# 96kHz sample



## GeorgioDavid (Aug 17, 2013)

where can I find a demo sample of DD TRUE HD and DTS HD at 96khz?


----------



## robbo266317 (Sep 22, 2008)

There are some HD trailer downloads here http://www.demo-world.eu/trailers/
I have not tried any but the 2D HD trailers are probably what you are after.


----------



## GeorgioDavid (Aug 17, 2013)

robbo266317 said:


> There are some HD trailer downloads here http://www.demo-world.eu/trailers/
> I have not tried any but the 2D HD trailers are probably what you are after.


Are you sure there are 96khz ? I do not see. Dolby True Hd is not always 96.


----------



## robbo266317 (Sep 22, 2008)

The link said they were 96. 
However, as I said, I have not had time to try them.

Let us know if you do.


----------



## GeorgioDavid (Aug 17, 2013)

robbo266317 said:


> The link said they were 96.
> However, as I said, I have not had time to try them.
> 
> Let us know if you do.


I l try tonight


----------



## GeorgioDavid (Aug 17, 2013)

GeorgioDavid said:


> I l try tonight


I cant download


----------



## robbo266317 (Sep 22, 2008)

It's not a very friendly interface. You actually have to click on the part number eg 1 or 2 to download it.


----------



## GeorgioDavid (Aug 17, 2013)

robbo266317 said:


> It's not a very friendly interface. You actually have to click on the part number eg 1 or 2 to download it.

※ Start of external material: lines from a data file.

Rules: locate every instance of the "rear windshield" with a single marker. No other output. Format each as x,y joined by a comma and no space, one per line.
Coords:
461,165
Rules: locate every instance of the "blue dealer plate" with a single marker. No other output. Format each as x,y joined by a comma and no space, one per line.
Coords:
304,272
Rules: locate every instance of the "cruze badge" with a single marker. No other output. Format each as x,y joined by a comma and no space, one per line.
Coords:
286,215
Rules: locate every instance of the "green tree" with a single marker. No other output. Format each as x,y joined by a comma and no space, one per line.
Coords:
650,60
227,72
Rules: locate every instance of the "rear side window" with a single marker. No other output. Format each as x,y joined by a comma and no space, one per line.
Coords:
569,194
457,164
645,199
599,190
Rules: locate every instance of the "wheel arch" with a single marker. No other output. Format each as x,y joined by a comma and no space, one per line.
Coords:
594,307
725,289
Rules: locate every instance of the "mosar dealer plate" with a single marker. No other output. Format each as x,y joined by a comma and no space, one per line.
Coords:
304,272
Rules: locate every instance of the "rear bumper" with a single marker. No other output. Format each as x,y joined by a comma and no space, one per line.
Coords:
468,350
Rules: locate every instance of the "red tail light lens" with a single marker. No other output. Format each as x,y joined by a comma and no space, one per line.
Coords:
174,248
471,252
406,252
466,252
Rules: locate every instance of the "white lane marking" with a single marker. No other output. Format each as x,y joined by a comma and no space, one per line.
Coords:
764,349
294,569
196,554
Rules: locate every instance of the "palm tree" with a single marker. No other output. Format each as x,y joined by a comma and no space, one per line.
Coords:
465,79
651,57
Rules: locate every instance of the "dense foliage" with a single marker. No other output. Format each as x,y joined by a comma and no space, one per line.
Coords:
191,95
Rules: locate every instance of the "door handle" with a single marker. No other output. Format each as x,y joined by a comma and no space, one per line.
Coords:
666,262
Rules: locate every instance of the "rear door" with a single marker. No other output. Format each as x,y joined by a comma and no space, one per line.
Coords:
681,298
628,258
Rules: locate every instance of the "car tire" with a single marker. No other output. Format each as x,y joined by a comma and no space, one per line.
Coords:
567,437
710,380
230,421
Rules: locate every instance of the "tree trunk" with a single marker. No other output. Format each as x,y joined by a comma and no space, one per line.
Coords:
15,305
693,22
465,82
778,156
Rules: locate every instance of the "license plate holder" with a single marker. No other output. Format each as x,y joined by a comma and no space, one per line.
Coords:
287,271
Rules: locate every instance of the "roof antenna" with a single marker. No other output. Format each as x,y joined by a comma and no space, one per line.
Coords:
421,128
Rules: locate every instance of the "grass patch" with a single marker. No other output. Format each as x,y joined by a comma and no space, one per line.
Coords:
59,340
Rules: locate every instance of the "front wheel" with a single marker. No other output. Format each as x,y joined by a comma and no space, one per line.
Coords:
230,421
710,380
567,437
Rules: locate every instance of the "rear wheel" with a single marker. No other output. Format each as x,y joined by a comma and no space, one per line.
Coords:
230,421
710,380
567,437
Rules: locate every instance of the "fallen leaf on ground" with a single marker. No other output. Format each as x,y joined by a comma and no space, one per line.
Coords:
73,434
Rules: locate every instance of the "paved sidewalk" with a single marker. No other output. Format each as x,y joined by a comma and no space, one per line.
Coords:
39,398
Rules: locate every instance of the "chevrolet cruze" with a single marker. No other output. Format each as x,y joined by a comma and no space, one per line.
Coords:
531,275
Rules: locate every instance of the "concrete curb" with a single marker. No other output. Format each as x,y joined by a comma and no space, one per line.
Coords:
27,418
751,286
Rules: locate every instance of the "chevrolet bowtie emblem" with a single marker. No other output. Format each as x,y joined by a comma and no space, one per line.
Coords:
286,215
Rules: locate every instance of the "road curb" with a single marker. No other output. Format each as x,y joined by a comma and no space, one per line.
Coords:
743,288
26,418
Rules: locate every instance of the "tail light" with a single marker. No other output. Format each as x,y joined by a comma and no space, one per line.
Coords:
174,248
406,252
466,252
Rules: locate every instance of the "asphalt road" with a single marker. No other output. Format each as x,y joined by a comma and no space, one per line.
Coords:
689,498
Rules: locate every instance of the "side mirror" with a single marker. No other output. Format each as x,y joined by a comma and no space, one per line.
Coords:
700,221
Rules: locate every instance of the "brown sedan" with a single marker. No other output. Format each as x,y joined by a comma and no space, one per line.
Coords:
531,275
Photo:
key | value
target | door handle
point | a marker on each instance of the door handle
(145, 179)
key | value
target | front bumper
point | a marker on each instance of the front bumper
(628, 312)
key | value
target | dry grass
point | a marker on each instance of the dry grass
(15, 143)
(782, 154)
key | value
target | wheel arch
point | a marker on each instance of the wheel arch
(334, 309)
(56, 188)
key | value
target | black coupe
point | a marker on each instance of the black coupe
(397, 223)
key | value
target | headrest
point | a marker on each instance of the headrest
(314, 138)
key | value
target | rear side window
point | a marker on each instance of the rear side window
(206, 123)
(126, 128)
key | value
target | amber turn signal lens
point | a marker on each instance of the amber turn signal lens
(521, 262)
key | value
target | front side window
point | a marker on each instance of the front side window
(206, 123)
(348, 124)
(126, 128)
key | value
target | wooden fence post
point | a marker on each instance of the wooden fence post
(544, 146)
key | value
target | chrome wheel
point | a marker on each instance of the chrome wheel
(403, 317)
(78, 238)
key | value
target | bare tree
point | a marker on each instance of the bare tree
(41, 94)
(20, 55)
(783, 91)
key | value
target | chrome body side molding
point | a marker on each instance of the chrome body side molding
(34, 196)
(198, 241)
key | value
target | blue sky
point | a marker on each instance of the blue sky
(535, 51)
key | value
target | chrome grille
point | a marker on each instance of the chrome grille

Yes and i have to have download manager but i did not yet gat good one.


----------



## GeorgioDavid (Aug 17, 2013)

What about THX ?is it worth to upgrade to THX compatible amp?


----------



## robbo266317 (Sep 22, 2008)

That depends on the rest of your system and the room size.

What speakers are you using and what THX Amp are you looking at?


----------



## GeorgioDavid (Aug 17, 2013)

robbo266317 said:


> That depends on the rest of your system and the room size.
> 
> What speakers are you using and what THX Amp are you looking at?


I am testing Bose acoustimass 10 serie 4
Want amp around 550€


----------